Introduction
First and far most, we should say thanks to John Resig and his team to make our life so easier then before by making jQuery, most demanding and powerful JavaScript framework and it’s expanding phenomenally that gives the proof of dominancy of jQuery framework.
Why jQuery
So why do I need to extend jQuery?
Here we go; no library is full filling all the requirements so does jQuery, so there should be some mechanism to add sets of useful methods called as plugins for your specific requirement, which we can say in the basic terminology calling your external methods into your structure but it doesn’t give you the power of leverage existing code base.
Let’s say, by creating a new jQuery commands, we automatically inherit the use of powerful selector mechanism and can use all the jQuery methods and indeed it’s a good practice to make reusable code.
There is a pretty good documentation and guidelines available on jQuery Plugins/Authoring page.
Step1
Let’s start making our first jQuery plugin; we call our plugin as “disable”, we make our plugin to disable the form elements and then we will extend our default options using $.extend utility method to enable the required once and will add a toggle method also.
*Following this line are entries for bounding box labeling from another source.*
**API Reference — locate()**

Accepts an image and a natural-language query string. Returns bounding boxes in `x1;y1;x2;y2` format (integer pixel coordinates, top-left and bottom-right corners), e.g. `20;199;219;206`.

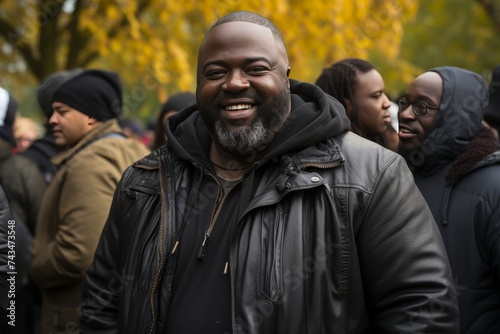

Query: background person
316;58;399;151
30;69;149;334
399;67;500;334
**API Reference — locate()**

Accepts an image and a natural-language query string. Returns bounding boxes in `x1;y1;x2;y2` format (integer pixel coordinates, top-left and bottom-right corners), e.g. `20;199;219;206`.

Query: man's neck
209;142;258;181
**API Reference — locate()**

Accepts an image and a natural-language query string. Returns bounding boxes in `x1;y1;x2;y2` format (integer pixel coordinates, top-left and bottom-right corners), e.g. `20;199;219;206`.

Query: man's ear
344;99;354;118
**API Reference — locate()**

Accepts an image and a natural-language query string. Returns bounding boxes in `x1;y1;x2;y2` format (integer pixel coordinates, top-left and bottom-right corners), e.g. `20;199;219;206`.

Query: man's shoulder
334;131;402;163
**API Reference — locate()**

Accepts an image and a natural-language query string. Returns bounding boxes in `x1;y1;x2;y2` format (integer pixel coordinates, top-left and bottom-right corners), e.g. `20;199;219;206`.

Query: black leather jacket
80;79;459;334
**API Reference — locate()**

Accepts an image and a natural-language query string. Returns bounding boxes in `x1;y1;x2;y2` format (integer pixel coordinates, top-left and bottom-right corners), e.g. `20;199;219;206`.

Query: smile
224;104;252;111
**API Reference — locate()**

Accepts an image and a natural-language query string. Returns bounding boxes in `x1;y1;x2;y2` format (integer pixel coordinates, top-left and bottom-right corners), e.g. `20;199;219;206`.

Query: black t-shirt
166;182;241;334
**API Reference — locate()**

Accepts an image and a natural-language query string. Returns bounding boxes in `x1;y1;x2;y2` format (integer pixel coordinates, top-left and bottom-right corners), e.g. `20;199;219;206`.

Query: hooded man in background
398;67;500;334
30;70;149;334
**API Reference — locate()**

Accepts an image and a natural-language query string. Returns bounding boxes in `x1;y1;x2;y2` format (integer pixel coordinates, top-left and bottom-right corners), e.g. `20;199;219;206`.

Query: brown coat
30;119;149;334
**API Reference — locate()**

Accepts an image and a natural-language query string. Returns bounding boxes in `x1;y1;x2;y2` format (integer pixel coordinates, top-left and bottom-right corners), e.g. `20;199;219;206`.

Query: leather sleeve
357;156;459;334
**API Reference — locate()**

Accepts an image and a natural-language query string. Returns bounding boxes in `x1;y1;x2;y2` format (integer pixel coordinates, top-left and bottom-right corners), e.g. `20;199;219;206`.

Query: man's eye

We will follow the guidelines as provided on jQuery.com so we will save our plugin as jquery.disable.js
// plugin definition
$.fn.disable = function() {
// plugin implementation code goes here.
};
$.fn.disable means that we are extending the $ wrapper with a function called disable.
Step2
Let’s wrap into self executed anonymous function and will pass out jQuery alias in the parentheses, why it so, it’s because of author may have used $.noConflict() after using this technique there will not be any conflict between other library.
(function($) {
$.fn.disable = function(){
// plugin implementation code goes here.
})(jQuery)
Now we extend our default options because we will be using the same method to enable the disabled once.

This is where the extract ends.